Posté : 23 déc. 2024 22:12
par Le Daïkatana
Le désert. Wasteland, qui s'étend à perte de vue, file à toute allure au son des réacteurs d'un vaisseau de guerre par l'une des vitres duquel la lancière Louise regarde en arrière, en direction de son ancien abri, qu'elle a décidé de laisser pour monter à bord du Daïkatana et quitter ce monde apocalyptique. Ainsi observe-t-elle ce sable qu'elle délaisse pour une autre vie, ailleurs, une suite inconnue mais surement moins dangereuse ou du moins mieux accompagnée. Adieu, bunker dans la montagne. Ses yeux se posent ailleurs, sur des usines lointaines, sans doute une raffinerie ou une fabrique d'armement quelconque qu'elle voit avec une certaine indifférence.

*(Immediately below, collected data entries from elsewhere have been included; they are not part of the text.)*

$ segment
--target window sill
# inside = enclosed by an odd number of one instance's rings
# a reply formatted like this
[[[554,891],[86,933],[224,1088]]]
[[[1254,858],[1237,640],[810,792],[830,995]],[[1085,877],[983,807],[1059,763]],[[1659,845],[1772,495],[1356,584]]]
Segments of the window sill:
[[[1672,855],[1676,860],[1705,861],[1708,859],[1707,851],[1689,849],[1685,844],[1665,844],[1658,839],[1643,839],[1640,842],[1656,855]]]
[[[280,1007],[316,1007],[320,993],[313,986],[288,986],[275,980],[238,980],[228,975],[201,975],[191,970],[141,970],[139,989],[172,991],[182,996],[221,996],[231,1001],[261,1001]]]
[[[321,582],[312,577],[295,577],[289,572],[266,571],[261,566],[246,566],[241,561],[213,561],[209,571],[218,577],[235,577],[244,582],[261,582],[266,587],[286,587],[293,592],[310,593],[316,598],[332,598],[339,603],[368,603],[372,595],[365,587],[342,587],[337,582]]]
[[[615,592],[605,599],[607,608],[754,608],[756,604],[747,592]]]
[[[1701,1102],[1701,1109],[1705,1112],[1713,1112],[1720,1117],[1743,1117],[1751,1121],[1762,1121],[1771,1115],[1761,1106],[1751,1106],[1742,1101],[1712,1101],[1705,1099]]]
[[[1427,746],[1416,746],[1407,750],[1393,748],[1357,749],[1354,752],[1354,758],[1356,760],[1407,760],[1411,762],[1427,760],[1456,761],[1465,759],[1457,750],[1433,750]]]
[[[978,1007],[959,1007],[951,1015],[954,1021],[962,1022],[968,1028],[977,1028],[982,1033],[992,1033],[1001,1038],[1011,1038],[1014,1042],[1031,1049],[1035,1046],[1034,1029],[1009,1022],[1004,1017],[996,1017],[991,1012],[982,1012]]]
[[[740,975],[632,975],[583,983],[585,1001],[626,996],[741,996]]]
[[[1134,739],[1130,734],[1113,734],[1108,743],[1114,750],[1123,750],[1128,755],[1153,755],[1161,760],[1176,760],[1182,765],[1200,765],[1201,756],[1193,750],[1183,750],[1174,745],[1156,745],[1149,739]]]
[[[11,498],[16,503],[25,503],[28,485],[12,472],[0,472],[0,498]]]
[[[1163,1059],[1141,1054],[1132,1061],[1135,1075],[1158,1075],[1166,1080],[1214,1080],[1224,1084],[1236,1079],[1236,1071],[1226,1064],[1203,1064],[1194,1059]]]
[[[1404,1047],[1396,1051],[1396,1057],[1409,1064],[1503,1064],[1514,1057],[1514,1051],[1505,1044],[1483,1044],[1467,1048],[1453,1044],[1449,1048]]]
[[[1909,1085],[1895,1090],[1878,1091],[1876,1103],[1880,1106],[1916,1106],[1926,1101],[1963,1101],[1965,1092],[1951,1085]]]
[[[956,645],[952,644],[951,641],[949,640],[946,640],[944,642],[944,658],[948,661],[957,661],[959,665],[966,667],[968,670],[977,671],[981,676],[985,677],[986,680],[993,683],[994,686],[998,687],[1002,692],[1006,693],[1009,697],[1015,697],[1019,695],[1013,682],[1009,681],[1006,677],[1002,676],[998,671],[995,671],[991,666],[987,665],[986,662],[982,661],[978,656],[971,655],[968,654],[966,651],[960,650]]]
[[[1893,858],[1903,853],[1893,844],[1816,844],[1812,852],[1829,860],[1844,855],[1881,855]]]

Je suis bien contente d'enfin partir de là. Je ne sais pas ce qui m'attend, mais vivre dans la guerre constante n'apportera rien de bon au Wasteland. Tout est touché et ce qui reste le mieux debout, ce sont les structures militaires. Tout ça à cause de ces bestioles immondes, énormes qui peuplent les dunes. Là où j'aurais espéré être en paix, loin des conflits, ben non, c'était la lutte contre les bêtes. C'est vraiment le pire pour nous, ces créatures. Elles s'en prennent à n'importe qui, elles sont partout et on dirait qu'elles ne disparaitront pas, même si on les tue. Sans elles… je pense que sans elles, les choses iraient bien mieux. Et j'aurais pas eu besoin de partir. Envie de partir. Je vais arrêter de penser à ça.

Se détournant du spectacle, la native retourne dans la chambre qui lui a été attribuée, puis déambule calmement dans l'imposant bâtiment de guerre, sachant qu'elle y résidera tant qu'aucun portail n'aura été trouvé. Après s'être baladée, elle pousse l'huis de la salle des machines où ça chauffe et s'active. Elle examine plus attentivement qu'elle n'a pu le faire jusque là la pièce dans laquelle elle sait qu'elle peut se rendre plus utile qu'ailleurs. Posant l main sur le moteur principal, elle sent vite sa paume bruler et la retire immédiatement. Son attention vient se poser ensuite sur tous les conduits et tout le reste de la machinerie, sur tous les boulons, qui les composent, sur la moindre part de la pièce, jusqu'à ce qu'elle troue un manuel, qu'elle commence à feuilleter afin de mieux saisir le fonctionnement propre à l'engin.

La Nouvelle Autorité avait des méchas, mais je ne me suis jamais penchée dessus à ce point. J'ai plutôt eu l'occasion de réparer des voitures de la Fédération écarlate, même si je sais de quoi est fait un robot de combat. Mais toute une machinerie de vaisseau, cela dépasse ce que j'ai vu jusque là.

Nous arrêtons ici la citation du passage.